The Sarbanes-Oxley Act of 2002 was created to protect of the investing public, shareholders of public corporations, and employees of these public organizations. Looking back, do you think that former employees of Enron would have appreciated an act like Sarbanes-Oxley aimed at maximizing oversight of accounting procedures? Many high level executives have expressed such displeasure with the cost, time and confusion the act has caused, that many CFO’s around corporate America have considered resigning their positions. Sure, there may be some major or minor adjustments that need to be made to the Act as the wrinkles are worked out, but that’s part of the process. The premise of protecting the innocent investing public and shareholders from fraudulent activity is sound, and will have long-term benefits for the general public.

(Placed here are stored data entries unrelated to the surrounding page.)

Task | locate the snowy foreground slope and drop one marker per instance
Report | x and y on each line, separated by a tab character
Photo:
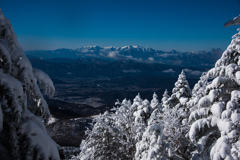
200	124
23	111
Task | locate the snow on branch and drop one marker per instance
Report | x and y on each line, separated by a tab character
45	82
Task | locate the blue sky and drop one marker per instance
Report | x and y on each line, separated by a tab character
185	25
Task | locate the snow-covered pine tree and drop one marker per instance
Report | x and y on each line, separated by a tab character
155	102
151	146
215	130
102	141
22	106
181	92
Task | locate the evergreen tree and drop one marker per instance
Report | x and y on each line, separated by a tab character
215	122
22	106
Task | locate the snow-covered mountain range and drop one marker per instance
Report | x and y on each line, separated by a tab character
135	53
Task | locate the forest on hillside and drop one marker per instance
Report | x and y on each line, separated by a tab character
202	123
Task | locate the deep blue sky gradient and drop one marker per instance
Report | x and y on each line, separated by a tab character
185	25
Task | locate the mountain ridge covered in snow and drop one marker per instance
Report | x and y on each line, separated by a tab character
135	53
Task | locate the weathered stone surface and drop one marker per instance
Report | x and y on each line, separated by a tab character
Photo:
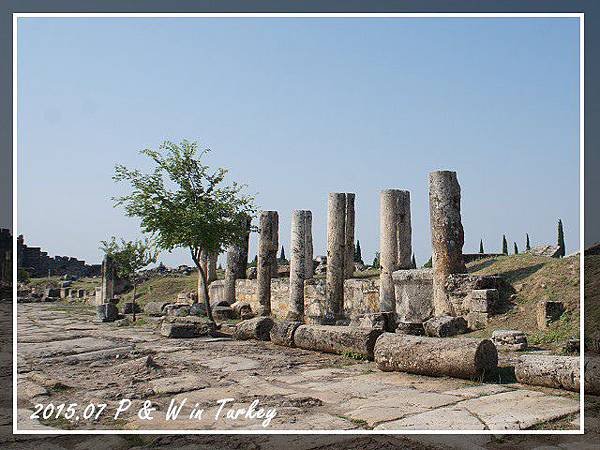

Corporate executives are clearly wary of the newfound accountability the law requires of them with regard to their company’s financial reporting. Fearing that they could be held liable for something they were not aware of is uncomforting. Then again, they are compensated highly for this responsibility, and simply need deal with it. Corporate executives need to ensure, now more than ever, that proper compliance control measures are in place, to mitigate the possibility of fraudulent activity within the organization.
Ultimately, there needs to be an efficient balance in place within organizations that allows the Sarbanes-Oxley Act to have it’s intended impact, while allowing organizations to still operate profitably and efficiently. This will not happen overnight, however, both sides, the government and organizations need to work together to achieve this balance. Those that are angry with law need to be patient. Some say that Wall Street works best when fear and greed are in balance. I couldn’t agree more.